Poly Culture IPO sees huge demand
Retail tranche of mainland auction house's offer oversubscribed by 90 times as punters pounce on newcomers with unique investment stories
The initial public offering of Poly Culture, the culture and auction business unit of state-owned military-linked conglomerate Poly Group, has drawn strong interest from retail investors.
This has resulted in a shortage of margin financing services provided by brokers to retail investors, a common way for small players to leverage their position to get more shares.
There has been frenzied demand for new offerings that offer unique investment stories to stock punters looking for swift profits.
According to eight brokers, the retail tranche of Poly Culture's offer of 77.78 million shares, which represents about 10 per cent of the entire HK$2.56 billion offering, has been oversubscribed by about 90 times.
Poly Culture, which set a range of HK$28.20 to HK$33 for the shares, will finalise the price on Friday. The stock is expected to begin trading on March 6.
Poly Culture's offering was launched shortly after a similarly well-supported float of Huisheng International, a Hunan-based pork supplier that was raising HK$246 million.
"Existing lending capacity among the brokers was quickly filled as most of the capital pool was taken up by the listing of Huisheng," said Ben Kwong Man-bun, the chief operating officer of broker KGI Asia. "We feel the credit squeeze from banks as many of them have turned cautious after the mainland's interbank lending rates stayed persistently high."
According to KGI, margin financing rates have stayed between 1 and 2 per cent, depending on the size of the order.
Separately, Phillip Securities said its margin quota was increased to HK$9.5 billion from HK$6 billion because of the demand for Poly Culture's shares.

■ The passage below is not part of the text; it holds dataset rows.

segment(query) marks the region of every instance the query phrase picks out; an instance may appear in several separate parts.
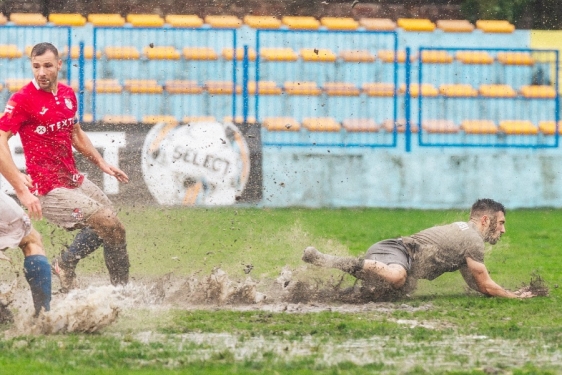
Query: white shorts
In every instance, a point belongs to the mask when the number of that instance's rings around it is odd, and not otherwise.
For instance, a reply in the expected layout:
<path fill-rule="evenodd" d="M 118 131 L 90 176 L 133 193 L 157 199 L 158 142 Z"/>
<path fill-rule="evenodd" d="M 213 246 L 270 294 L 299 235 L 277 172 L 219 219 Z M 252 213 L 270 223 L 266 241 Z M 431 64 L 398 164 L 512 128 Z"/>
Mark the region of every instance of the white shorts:
<path fill-rule="evenodd" d="M 0 192 L 0 250 L 18 247 L 21 240 L 31 232 L 31 220 L 23 209 Z"/>
<path fill-rule="evenodd" d="M 39 197 L 43 216 L 66 229 L 78 229 L 100 208 L 110 207 L 111 201 L 92 181 L 84 178 L 77 188 L 57 188 Z"/>

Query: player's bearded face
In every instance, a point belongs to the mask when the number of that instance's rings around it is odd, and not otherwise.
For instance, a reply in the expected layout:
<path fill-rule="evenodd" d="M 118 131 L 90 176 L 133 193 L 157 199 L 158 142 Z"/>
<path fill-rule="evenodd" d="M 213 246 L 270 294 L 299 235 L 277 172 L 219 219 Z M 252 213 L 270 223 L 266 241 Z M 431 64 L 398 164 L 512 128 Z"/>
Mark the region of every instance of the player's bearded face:
<path fill-rule="evenodd" d="M 490 215 L 490 224 L 484 234 L 484 241 L 494 245 L 500 240 L 503 233 L 505 233 L 505 216 L 503 212 Z"/>
<path fill-rule="evenodd" d="M 57 87 L 57 77 L 62 66 L 62 61 L 51 51 L 41 56 L 33 56 L 31 68 L 33 77 L 42 90 L 53 91 Z"/>

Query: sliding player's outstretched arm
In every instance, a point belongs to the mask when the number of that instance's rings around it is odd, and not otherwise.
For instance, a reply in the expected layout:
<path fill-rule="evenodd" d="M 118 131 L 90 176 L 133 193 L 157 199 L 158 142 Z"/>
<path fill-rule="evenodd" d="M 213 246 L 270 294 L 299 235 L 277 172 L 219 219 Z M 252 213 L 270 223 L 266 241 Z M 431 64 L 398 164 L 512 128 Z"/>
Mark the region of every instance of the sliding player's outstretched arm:
<path fill-rule="evenodd" d="M 470 257 L 466 258 L 466 267 L 462 267 L 460 271 L 469 287 L 487 296 L 505 298 L 534 297 L 530 292 L 516 294 L 505 290 L 492 280 L 484 263 L 477 262 Z"/>

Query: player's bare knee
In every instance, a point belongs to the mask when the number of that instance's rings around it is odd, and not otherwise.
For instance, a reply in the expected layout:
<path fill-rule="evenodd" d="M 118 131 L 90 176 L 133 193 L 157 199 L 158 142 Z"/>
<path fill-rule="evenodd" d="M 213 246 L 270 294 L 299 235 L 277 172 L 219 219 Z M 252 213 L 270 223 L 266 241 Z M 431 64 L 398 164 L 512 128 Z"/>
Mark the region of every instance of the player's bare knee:
<path fill-rule="evenodd" d="M 402 266 L 391 265 L 392 272 L 387 277 L 387 281 L 396 289 L 401 288 L 406 283 L 408 273 Z"/>
<path fill-rule="evenodd" d="M 22 238 L 19 246 L 25 256 L 45 255 L 41 234 L 35 228 L 32 228 L 31 232 Z"/>
<path fill-rule="evenodd" d="M 110 207 L 99 209 L 88 219 L 88 225 L 104 242 L 111 244 L 125 242 L 125 227 Z"/>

Brokers said the hype for new listings was underpinned by short-term buying momentum as the valuations of many mainland internet stocks looked stretched and traditional blue chips did not provide inspiration.
In contrast to the past few years when buying interest built up in blue-chip companies before they announce their full-year earnings results, retail investors have pulled back as bullish sentiment was noted in mainland technology and internet stocks.
Sina's social media platform Weibo, in which Alibaba has an 18 per cent stake, is planning a US$500 million share sale in the United States after JD.com mainland China's second-largest e-commence operator, launched a marketing campaign for its US$1.5 billion listing in the US.